Ian S C12/07/2011 11:28:55
7468 forum posts
230 photos
I forgot, under the lose nut on the top puta heavy large diameter washer. Ian S C
Pat14/07/2011 21:50:05
94 forum posts
1 photos
Hi John Coleman1
Can we have a repeat of your post as your design for a self releasing draw bar sounds good.
May be I am looking in the wrong place as the last post in the thread 'milling collet arbour jammed in milling machine' is June 2010.
Help please - Regards - Pat
PS found post as June 2010 and have pasted it here:- 
"Been there, done that"
My long-term solution as follows.
Trapped nut system works like a dream - try it!

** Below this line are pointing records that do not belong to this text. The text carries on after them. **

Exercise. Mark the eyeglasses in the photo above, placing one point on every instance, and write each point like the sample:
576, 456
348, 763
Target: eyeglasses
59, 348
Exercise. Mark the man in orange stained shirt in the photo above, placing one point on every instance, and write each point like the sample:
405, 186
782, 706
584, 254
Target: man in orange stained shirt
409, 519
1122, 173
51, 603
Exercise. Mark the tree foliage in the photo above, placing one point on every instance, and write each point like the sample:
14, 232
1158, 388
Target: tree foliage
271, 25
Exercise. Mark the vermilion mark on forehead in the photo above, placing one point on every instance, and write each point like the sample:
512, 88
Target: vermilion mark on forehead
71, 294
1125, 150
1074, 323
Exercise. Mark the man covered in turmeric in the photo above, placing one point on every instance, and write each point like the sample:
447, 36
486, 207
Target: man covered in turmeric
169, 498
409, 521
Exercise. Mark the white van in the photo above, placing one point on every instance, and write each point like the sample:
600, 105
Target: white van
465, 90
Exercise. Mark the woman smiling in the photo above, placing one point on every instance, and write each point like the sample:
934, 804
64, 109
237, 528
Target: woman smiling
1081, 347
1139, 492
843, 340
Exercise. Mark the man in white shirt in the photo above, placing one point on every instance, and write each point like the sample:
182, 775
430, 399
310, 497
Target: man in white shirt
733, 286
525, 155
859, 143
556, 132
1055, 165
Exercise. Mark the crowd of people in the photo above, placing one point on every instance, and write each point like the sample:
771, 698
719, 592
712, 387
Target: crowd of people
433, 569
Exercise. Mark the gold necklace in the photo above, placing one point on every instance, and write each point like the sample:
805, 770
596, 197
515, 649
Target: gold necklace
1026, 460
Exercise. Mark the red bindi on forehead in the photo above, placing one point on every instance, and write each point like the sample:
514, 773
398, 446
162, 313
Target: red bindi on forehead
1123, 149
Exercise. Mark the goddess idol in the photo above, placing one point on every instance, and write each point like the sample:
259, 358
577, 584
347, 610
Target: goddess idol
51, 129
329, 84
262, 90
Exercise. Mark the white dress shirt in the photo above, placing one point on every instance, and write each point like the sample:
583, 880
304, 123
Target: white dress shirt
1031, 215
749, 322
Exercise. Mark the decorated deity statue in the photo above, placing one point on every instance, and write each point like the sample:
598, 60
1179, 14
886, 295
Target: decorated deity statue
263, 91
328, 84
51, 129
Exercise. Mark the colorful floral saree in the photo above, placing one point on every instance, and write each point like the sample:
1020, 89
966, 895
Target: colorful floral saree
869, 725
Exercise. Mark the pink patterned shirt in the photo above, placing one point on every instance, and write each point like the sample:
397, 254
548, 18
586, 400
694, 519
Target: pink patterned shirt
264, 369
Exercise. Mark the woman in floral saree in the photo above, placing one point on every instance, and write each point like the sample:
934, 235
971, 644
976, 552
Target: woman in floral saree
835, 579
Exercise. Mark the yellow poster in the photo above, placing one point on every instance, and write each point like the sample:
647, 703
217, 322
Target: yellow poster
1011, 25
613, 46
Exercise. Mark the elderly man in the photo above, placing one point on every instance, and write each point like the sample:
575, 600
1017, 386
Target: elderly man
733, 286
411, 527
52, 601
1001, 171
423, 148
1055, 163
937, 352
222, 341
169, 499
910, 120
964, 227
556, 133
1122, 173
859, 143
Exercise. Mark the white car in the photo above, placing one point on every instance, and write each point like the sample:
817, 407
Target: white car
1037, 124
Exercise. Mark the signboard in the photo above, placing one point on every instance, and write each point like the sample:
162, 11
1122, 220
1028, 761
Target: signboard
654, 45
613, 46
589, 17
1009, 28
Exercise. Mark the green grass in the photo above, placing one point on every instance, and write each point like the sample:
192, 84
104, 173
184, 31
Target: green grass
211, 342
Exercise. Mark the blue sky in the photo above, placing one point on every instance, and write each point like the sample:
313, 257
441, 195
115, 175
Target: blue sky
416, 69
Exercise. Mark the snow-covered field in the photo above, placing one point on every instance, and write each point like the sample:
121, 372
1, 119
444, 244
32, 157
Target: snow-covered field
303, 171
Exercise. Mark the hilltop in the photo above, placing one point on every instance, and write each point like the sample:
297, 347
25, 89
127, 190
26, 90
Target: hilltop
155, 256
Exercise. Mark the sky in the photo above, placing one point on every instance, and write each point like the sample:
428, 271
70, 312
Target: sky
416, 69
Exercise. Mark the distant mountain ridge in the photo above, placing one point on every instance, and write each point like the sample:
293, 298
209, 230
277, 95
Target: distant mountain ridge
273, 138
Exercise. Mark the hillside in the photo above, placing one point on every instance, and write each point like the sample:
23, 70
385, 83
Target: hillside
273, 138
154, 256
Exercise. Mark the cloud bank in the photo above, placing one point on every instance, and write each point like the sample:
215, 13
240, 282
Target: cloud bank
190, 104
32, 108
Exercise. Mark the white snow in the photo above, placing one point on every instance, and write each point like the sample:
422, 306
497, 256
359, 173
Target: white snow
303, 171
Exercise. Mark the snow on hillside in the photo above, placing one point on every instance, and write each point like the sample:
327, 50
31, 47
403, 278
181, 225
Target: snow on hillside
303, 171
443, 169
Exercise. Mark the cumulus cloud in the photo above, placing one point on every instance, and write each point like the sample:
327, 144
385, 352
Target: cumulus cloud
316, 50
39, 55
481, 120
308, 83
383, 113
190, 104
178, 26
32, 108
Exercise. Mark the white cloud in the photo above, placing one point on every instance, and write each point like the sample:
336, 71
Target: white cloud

I made new drawbar with nut just touching top of mill spindle, remove, cross-drill + pin.
Large AF hex bar bored out to fit over top of mill spindle and locked on to it with 3AAllen key grubscrews.The rest of it drilled right thro` clearing size for drawbar thread. Make new smaller AF nut, taller than standard, fit  on top end D-bar + wind down to just touch top of large AF nut, cross-drill + pin.

Edited By Pat on 14/07/2011 22:04:09

DMB15/07/2011 01:05:03
990 forum posts
Hi Pat,
I used BMS round bar, NOT Silver Steel for my drawbar. Sil. St. not necessary. Bottom end threaded to suit MT, top end same thread as for the MT. When finished, there is a nut pinned to very top end, along piece of large - AF Hexagon bar, part - bored out to fit over top of mill spindle and locked on to it with 3 grub screws fitted radially and top end is bored out to a clearnce size for drawbar. Another nut is fitted to draw inside the large hex. bar, so its trapped. When the top nut is turned clockwise, it screws thro. the trapped nut and bottom end screws in to MT, drawing male taper into female taper in spindle. Dont over tighten - just nip it up to secure it. When top nut is turned anti - clockwise, drawbar unscrews thro. trapped nut and from MT. The trapped nut wants to stay put and rise up with the unscrewing of the drawbar from theMT but its trapped and cannot move vertically thus preventing drawbar from moving vertically. Something has to give and its theMT shoved down, breaking its grip. Is this now all clear? Hope it helps.
Jon17/07/2011 16:54:26
997 forum posts
49 photos
Have had MT3 shank holders drop by only 'nipping' up.
Not to mention the cutters held in them, even worse.